More and more programmers have begun working remotely. There’s a lot of benefits to remote work, for both employee and employer. However, when it comes to downsides, it can be difficult to find the right solutions. In this article, find out some commonly-encountered remote work problems and 4 tools that hold the solution.
Remote work is quickly becoming the norm in many industries, and the latest technological advancements are making remote work easier than ever. However, along with the benefits of remote work are a number of problems for companies:
- How to find the best talent
- How to organize team communication
- How to facilitate collaboration
- How to stay connected as a team
In this article, we’ll explore five problems that remote teams face and the tools and solutions that can be used to solve them. Let’s dive in.
Problem 1: Finding talent
One of the most important advantages of remote work is the ability to attract global talent: A company can be located on Continent A and managed on Continent B, all the while planning its expansion into Continent C. This advantage, however, can also be a problem: The number of possible candidates is overwhelming. How can you make sure to hire the best fit?
Solution 1: Use hiring platforms specific to your industry. For instance, when looking to hire a web developer, use sites like Toptal, Talent, or Soshace. These companies make the hiring process easier by vetting the candidates in terms of both hard and soft skills, only inviting the best of the best to join the pool. Essentially, they guarantee that the work you pay for will be of high quality. Naturally, these guarantees come at a higher price than the other solution we’ll discuss.
Solution 2: Use freelance marketplace platforms like Upwork or Freelancer. These platforms offer a large pool of candidates that, on the surface, seems like a great thing. The trick, however, is finding the right candidate. The fees and prices on these platforms are significantly lower than the platforms mentioned in Solution 1. In the end, it all boils down to this question: Are you confident in your ability to assess a candidate’s skill set? If yes, go for this solution; if not, the first solution is your answer.
Problem 2: Communicating effectively
Alright, so we’ve hired the right professionals, and they’re part of the team. Now there’s another question: How do you ensure that they communicate effectively?
Solution: Slack, the self-described “collaboration software that moves work forward,” is a powerful communication tool. Some professionals like to use it to discuss new ideas with each other; others use it to interact with work documents, and some simply want to chat. Slack’s channels satisfy everyone.
Essentially, each channel has a specific purpose: project discussions, brainstorming, water cooler chat, company updates, and so on. Additionally, each team can set up their own channel to discuss their progress.
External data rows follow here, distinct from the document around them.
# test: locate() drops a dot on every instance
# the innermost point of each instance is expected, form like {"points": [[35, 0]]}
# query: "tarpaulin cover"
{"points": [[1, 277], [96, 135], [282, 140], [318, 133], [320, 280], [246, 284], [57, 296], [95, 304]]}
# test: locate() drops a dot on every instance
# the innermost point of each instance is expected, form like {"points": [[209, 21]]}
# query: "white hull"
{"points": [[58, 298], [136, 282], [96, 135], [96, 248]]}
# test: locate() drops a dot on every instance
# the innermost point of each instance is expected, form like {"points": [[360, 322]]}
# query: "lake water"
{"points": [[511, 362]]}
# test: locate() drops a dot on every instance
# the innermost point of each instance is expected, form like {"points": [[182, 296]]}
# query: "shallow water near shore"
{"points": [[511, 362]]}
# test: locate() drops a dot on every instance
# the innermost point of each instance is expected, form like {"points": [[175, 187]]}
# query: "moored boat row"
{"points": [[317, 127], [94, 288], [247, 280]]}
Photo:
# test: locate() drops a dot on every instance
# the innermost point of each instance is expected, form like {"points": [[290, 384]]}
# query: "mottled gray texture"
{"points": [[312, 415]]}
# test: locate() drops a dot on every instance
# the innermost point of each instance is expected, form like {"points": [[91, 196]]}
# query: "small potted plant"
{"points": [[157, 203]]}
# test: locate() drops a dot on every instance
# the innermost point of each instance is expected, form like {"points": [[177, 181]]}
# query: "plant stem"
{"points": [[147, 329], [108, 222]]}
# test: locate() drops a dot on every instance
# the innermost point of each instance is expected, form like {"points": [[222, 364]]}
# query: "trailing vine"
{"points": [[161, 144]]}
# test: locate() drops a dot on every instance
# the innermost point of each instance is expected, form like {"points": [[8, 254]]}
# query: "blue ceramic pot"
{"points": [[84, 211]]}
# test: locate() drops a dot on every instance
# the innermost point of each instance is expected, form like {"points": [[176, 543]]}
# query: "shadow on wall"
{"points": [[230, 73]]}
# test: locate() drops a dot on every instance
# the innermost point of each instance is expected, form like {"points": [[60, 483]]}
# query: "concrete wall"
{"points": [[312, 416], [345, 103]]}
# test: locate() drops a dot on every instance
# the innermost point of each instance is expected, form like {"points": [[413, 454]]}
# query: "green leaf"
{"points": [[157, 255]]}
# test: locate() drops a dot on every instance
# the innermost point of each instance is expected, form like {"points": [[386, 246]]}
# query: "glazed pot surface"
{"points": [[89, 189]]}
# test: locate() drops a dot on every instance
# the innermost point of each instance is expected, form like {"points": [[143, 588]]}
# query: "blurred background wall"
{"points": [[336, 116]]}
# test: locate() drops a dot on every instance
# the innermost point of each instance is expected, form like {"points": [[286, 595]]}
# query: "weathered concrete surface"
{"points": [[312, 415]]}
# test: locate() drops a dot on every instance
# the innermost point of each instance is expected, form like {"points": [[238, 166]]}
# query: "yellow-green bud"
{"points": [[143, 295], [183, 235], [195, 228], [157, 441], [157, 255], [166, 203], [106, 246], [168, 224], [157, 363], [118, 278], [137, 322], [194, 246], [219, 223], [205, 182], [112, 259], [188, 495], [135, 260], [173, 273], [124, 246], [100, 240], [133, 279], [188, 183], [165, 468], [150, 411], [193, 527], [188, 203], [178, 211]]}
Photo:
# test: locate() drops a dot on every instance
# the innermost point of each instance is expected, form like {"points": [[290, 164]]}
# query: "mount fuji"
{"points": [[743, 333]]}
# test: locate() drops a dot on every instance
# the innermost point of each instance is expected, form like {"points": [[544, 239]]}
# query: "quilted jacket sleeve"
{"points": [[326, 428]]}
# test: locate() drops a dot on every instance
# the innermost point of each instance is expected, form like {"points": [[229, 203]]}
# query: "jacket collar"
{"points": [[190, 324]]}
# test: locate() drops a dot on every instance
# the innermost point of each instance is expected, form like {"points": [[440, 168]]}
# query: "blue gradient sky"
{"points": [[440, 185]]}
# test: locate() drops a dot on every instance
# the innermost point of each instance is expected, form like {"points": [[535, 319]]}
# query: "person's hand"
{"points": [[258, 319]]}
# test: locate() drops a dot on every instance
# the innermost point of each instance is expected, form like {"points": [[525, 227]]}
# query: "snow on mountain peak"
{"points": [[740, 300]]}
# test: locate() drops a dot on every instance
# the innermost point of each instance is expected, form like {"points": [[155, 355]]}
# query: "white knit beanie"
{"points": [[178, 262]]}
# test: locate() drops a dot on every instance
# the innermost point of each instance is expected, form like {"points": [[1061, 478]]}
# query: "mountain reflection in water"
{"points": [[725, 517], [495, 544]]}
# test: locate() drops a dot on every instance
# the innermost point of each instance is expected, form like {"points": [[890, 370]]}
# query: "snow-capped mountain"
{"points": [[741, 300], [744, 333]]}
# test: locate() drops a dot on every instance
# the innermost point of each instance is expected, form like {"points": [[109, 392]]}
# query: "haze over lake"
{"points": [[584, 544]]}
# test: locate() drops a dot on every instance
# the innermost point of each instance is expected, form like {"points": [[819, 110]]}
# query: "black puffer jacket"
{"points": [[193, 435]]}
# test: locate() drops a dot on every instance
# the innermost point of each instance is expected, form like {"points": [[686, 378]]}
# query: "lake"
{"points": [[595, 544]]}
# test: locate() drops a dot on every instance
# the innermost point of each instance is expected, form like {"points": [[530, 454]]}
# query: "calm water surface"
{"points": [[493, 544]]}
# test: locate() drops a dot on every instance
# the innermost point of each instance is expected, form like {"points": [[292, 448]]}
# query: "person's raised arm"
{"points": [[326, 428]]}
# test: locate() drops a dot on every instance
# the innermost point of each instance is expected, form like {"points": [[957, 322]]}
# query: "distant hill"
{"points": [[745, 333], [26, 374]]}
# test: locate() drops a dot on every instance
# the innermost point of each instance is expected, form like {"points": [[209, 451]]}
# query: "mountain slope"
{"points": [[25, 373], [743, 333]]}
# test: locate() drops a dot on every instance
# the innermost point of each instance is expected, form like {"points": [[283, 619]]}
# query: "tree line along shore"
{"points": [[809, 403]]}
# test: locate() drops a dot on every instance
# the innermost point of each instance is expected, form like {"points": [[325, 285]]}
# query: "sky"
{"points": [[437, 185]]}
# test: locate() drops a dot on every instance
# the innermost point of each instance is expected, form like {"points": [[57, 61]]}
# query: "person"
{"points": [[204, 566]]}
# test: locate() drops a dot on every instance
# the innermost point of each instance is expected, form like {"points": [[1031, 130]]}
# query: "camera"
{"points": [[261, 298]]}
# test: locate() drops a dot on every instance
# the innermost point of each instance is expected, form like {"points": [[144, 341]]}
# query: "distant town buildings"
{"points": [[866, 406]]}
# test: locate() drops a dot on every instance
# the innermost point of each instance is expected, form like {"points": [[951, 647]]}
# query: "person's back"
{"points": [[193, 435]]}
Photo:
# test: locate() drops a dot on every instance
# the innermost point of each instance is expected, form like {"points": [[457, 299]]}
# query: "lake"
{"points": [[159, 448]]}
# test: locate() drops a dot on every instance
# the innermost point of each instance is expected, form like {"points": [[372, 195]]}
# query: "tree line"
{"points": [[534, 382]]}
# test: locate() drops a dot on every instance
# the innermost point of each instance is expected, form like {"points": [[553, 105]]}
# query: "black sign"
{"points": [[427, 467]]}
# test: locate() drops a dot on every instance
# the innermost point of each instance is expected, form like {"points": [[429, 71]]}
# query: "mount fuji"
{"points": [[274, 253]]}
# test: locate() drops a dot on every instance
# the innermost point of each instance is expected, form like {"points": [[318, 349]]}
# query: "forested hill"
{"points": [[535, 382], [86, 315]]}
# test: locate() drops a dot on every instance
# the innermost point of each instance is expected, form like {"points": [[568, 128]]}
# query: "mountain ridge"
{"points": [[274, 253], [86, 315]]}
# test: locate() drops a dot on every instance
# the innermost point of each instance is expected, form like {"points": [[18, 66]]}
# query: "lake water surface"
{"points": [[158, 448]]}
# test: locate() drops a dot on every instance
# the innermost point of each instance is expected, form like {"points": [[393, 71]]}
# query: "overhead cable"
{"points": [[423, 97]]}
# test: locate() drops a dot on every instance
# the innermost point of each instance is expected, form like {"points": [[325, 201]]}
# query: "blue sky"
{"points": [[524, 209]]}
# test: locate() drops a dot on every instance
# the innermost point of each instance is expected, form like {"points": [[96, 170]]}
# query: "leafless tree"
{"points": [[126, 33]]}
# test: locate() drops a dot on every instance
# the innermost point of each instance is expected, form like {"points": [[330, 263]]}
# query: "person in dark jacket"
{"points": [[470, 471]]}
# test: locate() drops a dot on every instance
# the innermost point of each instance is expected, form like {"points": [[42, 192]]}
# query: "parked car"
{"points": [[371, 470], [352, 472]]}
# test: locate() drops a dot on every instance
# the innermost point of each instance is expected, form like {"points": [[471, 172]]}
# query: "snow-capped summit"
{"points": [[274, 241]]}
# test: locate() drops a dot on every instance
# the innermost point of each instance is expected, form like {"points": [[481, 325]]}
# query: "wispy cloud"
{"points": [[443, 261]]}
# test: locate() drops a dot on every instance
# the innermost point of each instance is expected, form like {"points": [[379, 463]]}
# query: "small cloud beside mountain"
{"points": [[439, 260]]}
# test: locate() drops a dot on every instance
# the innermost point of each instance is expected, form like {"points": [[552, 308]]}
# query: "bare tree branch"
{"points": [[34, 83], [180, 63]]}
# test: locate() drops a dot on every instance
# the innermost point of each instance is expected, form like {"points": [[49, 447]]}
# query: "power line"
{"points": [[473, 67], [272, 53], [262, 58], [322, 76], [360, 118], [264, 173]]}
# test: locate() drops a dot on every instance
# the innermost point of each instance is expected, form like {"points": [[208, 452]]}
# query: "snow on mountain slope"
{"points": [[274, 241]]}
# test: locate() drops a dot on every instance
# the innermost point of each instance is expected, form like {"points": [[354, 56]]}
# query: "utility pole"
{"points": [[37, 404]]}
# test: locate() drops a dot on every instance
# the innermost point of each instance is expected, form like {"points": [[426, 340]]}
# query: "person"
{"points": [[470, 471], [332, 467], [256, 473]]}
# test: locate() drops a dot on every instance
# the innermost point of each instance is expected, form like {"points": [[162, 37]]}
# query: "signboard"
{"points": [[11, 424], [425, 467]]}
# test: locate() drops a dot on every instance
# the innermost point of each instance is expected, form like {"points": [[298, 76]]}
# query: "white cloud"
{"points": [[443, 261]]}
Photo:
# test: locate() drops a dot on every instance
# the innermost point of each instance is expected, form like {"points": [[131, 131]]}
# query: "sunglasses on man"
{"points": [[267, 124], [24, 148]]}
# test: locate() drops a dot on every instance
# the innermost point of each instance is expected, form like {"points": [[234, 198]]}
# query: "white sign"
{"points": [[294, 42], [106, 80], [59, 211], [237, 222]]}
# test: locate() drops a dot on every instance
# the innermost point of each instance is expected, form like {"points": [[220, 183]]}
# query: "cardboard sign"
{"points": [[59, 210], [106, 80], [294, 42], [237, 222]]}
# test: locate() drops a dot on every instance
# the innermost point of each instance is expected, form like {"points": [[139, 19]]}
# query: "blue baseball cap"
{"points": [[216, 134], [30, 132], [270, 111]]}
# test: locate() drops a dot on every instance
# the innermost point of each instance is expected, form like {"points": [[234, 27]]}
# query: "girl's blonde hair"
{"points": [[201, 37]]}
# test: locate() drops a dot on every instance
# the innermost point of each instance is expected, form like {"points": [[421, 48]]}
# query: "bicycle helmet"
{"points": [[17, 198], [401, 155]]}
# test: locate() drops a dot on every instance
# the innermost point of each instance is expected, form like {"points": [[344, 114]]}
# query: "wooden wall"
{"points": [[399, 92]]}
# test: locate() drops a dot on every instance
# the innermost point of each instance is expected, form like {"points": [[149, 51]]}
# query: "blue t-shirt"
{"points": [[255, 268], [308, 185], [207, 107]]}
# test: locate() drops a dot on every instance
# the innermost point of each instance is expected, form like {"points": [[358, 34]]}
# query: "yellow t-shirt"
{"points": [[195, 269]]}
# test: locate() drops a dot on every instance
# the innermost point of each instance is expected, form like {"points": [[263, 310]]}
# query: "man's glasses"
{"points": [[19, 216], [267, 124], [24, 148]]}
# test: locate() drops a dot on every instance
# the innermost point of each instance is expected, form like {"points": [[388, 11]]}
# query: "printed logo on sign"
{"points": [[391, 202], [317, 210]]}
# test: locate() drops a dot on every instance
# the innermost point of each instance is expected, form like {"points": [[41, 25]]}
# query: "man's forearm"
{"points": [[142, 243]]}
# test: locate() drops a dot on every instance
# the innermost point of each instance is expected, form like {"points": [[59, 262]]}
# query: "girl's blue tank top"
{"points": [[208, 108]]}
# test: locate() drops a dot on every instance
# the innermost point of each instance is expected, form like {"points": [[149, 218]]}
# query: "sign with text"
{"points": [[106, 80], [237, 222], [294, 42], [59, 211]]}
Thanks to a convenient message management system and integration with almost every software service, Slack is the go-to tool to ensure that your team communicates well.
Problem 3: Collaborating the right way
When working on several documents, spreadsheets, services, and reports, you have to make sure that collaboration is seamless and efficient.
Solution: Google G Suite is a great way to organize work files. It’s an all-in-one solution that includes cloud storage and a plethora of productivity apps like Docs, Sheets, Calendar, Slides, and more. With the ability to set groups and manage rights, G Suite allows team members to collaborate without worrying about accidentally deleting something important. You can even sync your forms to Google Drive.
You could also add Agile-related tools to make team collaboration even easier. The main Agile principles — flexibility and fast response time — fit nicely into a remote workflow.
A Kanban board, which visualizes the progress of various work tasks, divides tasks into stages like “Backlog,” “To do,” “In progress,” and “Done.” With Kanban boards, team members can see at a glance what their colleagues are currently doing or planning to do — saving time.
Problem 4: Keeping remote employees engaged
Remote workers often feel disconnected. Lacking face-to-face communication with their colleagues, they can feel excluded, undervalued, and underappreciated. How can we help team members feel more connected?
Solution: Although salary is an important factor, it doesn’t govern someone’s actual interest in the job. Think about the professionals you know. Does money keep them engaged and help them overcome their struggles and challenges, or is there something more to it?
Everyone wants to feel valued and appreciated. To keep remote team members engaged, you need to prove that they’re an equal part of the team:
- Organize fun remote activities. For every offline get-together, make sure there’s an equivalent event that can be held online. Some examples are quarterly book clubs, streaming movie nights, and team-building games like guessing personal facts about each other.
- Show your appreciation with small gifts. They don’t have to be expensive; instead, make sure they’re useful and thoughtful.
- Ensure equality between remote workers and their onsite peers. For example, when in-office employees join a meeting from the same room and device, this makes their remote colleagues feel excluded.
Ask remote employees how they’re doing with feedback forms. The mere act of asking for feedback can make people feel valued, but you definitely need to follow up on employee feedback.
Although remote work offers many benefits, it’s hardly a panacea. Simply switching to a remote workflow isn’t enough — managers also need to think (and rethink) their work processes through to ensure the best results.